August 09, 2005

Grinding axes with Texas

TEXAS STEPPED UP WHEN THE CALL CAME!!!!
9/2/05



Texas, you've got our dander up, and we don't even know what dander is. First, you take credit for having more lakes than us. You lay claim to 'Red River Valley,' the century-old tune that's really (well, some say) about our turf, not yours. Oh, and you took our hockey team. And you gave us Red McCombs. And that right there makes us madder than an armadillo with adenoids.
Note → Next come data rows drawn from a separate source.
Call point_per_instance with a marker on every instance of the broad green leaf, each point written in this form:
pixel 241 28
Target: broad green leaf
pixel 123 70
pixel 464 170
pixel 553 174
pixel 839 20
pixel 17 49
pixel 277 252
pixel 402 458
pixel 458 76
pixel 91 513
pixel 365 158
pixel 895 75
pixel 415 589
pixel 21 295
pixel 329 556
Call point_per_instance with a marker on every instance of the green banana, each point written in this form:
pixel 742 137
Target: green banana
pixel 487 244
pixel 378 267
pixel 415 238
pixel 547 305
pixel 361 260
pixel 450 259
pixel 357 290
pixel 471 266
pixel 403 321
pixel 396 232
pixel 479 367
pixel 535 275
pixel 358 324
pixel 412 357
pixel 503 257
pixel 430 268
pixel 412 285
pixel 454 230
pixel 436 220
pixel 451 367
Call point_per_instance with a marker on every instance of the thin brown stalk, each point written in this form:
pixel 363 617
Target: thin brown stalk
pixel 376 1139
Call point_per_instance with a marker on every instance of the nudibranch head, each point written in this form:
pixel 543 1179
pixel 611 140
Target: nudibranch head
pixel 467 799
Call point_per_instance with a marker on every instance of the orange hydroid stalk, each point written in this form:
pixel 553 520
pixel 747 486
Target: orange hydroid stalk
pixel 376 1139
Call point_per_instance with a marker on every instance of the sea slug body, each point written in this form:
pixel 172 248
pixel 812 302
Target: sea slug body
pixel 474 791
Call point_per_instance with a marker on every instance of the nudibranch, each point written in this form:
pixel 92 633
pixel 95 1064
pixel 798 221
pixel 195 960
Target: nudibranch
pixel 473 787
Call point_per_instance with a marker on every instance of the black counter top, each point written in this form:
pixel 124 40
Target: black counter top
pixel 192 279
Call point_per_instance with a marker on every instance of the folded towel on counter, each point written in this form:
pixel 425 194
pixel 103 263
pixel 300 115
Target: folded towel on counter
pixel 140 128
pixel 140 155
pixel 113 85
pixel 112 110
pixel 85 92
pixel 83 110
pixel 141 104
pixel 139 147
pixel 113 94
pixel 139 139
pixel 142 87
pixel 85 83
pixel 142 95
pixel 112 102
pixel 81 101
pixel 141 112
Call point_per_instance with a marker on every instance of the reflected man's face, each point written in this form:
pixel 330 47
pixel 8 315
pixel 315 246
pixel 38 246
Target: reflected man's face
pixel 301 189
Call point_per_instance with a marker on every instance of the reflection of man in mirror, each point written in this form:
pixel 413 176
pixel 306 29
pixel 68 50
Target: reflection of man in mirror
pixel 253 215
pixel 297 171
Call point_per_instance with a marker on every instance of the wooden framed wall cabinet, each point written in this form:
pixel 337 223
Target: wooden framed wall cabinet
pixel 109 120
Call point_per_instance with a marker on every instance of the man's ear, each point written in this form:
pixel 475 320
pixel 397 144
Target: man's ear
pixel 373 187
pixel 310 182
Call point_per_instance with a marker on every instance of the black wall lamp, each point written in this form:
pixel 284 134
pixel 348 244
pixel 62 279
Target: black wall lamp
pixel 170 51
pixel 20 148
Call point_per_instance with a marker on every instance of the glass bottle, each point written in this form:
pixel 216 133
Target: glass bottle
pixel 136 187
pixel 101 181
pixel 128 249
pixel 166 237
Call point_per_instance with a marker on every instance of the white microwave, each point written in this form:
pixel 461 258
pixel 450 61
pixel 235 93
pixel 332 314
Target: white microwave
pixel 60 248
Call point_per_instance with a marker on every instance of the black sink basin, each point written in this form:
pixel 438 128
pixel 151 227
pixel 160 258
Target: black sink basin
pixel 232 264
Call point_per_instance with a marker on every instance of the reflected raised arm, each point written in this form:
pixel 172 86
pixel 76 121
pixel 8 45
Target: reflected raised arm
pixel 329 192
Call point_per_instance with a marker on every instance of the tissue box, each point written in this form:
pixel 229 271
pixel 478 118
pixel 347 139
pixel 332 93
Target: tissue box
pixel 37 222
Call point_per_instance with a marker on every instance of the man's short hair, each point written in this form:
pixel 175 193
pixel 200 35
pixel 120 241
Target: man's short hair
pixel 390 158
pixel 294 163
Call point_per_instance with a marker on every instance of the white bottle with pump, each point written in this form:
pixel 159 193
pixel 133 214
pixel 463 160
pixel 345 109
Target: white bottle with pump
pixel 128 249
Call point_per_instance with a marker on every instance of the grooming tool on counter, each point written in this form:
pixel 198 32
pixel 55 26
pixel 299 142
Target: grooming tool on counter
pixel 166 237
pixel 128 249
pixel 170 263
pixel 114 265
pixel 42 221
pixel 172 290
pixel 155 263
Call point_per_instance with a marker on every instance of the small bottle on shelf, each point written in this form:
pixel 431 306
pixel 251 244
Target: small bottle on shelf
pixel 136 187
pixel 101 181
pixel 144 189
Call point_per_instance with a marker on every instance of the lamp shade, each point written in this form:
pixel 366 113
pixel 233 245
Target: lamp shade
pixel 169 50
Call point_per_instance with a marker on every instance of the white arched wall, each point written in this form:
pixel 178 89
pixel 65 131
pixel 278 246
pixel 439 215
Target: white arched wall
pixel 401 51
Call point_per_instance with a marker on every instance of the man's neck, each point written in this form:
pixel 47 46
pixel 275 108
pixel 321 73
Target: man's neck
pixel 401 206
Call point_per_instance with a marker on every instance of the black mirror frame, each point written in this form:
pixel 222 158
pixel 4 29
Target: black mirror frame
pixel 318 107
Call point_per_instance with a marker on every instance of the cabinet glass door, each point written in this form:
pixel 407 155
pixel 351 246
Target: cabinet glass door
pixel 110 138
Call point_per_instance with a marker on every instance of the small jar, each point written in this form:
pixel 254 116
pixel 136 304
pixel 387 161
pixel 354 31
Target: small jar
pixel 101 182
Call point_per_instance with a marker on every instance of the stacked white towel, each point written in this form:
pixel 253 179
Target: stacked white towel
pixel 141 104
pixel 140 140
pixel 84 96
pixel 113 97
Our top seven beefs with the Longhorn State:

LAKES

You're all wet, Texas

An Ohio professor stirred this up in June by defining a lake as any body of water 100 feet across (you know, like, a puddle). That sorry standard put Texas No. 1 and the Land of 10,000 Lakes No. 7. Sorry, pardner, but those are ponds you're soakin' in.

RED RIVER VALLEY

That song has an uff-da sound

A couple of deejays on the Current's 'Morning Show' (89.3) recently dug their spurs into the old 'Red River Valley' dispute. This cowpoke dirge, which appeared on about 35 old Western movie soundtracks, is really a Northern tune, if you believe Canadian folklorist Edith Fowke. She claimed it's about the part of the river separating Minnesota and North Dakota. And who can argue with someone named Edith?

MCCOMBS

He came, he saw, he whined

Red McCombs, the Texas tire kicker who used to own the Vikings, cried poverty for seven years, sold the team for a huge profit and then insisted he get credit for any future success the team might have. You'd need a 20-gallon hat to cover that hubris.

HERSCHEL WALKER

You want fries with that trade?

In 1989, the Vikings traded five players, six draft picks, seven samurai and eight maids-a-milking to the Dallas Cowboys for Herschel Walker, which set off gales of laughter throughout the Lone Star State. The Cowboys went on to win three Super Bowls in the '90s and didn't even send us a thank-you note.

LYNDON B. JOHNSON

Taking Humphrey down

More than three decades ago, we sent a veep to Washington, and who does he get saddled with? A Texan who proves as popular as a scorpion in a souffle. With the stain of LBJ upon him, Hubert Humphrey lost to Richard Nixon (oh, the shame!) in the 1968 presidential election.

HOCKEY

Dallas sees (our) Stars

A cold day in Texas is when you can't grill a T-bone on the hood of your car, but that didn't stop Dallas from skating away with our ice hockey team in 1993. The North Stars became simply the Stars and, most gallingly, won a Stanley Cup in 1999, something they never did here.

ATTITUDE

Texas truculence makes us smile

As slogans go, 'Don't mess with Texas,' is just plain mean. We'll stick with 'Minnesota Nice,' thank you very much, because it allows us to put a happy face on our festering hostilities."